В отличие от предыдущих исследований, преимущественно акцентирующих внимание либо на биографических аспектах, либо на анализе художественных текстов (в частности, толстовской трилогии), в данной статье предпринимается попытка анализа околотекста трилогии, представляющего собой «сведения об исторической эпохе создания художественного произведения… а также биографические сведения из жизни автора, сопряженные с данным текстом» [3, с. 141], с целью выявления их диалектической взаимосвязи. В статье этап университетского обучения реконструируется как сложный диалектический процесс формирования педагогических взглядов, где негативный опыт критики формальной системы и позитивный опыт общения с Д. И. Мейером выступили как одновременно противоположные и неразрывно связанные проявления одной сущности. Повесть «Юность» рассматривается как целостный педагогический проект: художественный текст анализируется не просто как отражение биографических фактов, а как смысловой контекст, в котором критика существующей системы и поиск альтернативы представлены в неразрывном единстве, что позволяет увидеть истоки педагогической системы Толстого в их системной полноте уже в раннем творчестве писателя.
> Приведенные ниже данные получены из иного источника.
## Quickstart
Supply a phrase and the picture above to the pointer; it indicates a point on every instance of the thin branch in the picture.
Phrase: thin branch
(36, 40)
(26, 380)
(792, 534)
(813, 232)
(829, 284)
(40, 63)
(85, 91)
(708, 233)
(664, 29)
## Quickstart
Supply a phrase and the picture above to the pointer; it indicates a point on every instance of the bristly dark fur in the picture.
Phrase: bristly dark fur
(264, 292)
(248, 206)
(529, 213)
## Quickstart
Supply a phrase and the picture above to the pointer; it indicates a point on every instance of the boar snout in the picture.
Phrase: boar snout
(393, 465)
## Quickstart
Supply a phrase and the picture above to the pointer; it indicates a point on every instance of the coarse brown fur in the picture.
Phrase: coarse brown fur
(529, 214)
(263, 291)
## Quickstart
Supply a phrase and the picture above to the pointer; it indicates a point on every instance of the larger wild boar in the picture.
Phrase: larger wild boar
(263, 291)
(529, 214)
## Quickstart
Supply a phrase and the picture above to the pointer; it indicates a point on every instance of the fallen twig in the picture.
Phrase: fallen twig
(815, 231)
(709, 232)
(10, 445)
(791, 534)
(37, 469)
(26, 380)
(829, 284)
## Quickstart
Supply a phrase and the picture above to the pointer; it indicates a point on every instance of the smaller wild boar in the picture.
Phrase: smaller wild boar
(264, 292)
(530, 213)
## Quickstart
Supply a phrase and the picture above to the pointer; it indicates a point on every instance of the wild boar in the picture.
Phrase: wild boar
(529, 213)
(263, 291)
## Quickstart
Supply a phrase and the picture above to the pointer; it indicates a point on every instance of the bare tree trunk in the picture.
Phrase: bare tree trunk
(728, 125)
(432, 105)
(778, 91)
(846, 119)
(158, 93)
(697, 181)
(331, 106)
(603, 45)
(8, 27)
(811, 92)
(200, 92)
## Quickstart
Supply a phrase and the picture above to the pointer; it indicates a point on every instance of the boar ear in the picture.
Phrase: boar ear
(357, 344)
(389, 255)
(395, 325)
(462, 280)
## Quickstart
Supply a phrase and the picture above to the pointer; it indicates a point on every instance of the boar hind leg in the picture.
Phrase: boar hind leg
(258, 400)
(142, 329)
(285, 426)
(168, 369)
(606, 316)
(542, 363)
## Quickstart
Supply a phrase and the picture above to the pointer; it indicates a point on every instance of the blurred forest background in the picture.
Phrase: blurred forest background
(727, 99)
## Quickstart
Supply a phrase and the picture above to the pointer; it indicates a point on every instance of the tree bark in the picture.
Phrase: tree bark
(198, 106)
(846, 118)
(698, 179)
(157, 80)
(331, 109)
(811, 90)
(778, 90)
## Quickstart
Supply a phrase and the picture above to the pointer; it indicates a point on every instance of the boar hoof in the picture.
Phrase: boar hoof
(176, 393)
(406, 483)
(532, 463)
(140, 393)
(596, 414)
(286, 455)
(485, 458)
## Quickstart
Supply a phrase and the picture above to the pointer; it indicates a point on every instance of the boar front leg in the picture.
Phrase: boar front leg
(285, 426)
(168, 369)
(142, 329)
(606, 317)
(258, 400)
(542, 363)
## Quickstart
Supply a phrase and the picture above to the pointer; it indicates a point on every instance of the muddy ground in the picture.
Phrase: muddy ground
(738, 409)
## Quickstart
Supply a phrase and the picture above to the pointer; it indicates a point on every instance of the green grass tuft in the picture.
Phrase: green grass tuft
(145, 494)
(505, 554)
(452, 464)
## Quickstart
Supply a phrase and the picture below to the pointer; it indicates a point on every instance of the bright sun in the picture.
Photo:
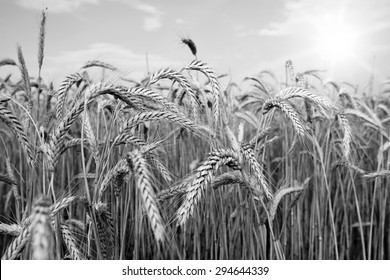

Кроме того, в научный оборот вводится идея о влиянии личности Д. И. Мейера на формирование педагогических воззрений Толстого и их последующую реализацию в яснополянской школе. В частности, Мейер выступил как «проводник» Толстого к Руссо. Традиционно влияние Руссо на Толстого констатируется как данность. Наше исследование показывает конкретный механизм этого влияния: именно педагогические методы Мейера (диалог, индивидуальная работа, акцент на практику) создали интеллектуальную восприимчивость Толстого к идеям «свободного воспитания» и стали мостом от абстрактного недовольства университетом к осознанной педагогической философии.
Таким образом, в настоящей статье выдвигаются и доказываются следующие основные положения, раскрывающие процесс формирования педагогических взглядов Л. Н. Толстого:
1. Негативный опыт обучения в Казанском университете, художественно осмысленный в повести «Юность», послужил для Толстого не просто темой для критики, но и источником конкретных контуров его будущей педагогической системы, основанной на отрицании формализма, догматизма и социальной несправедливости в образовании.
2. Встреча с профессором Д. И. Мейером стала ключевым позитивным импульсом, сформировавшим «педагогический идеал» Толстого, основанный на диалоге между участниками образовательного процесса, индивидуальном подходе, практической ориентации знаний и уважении к личности ученика.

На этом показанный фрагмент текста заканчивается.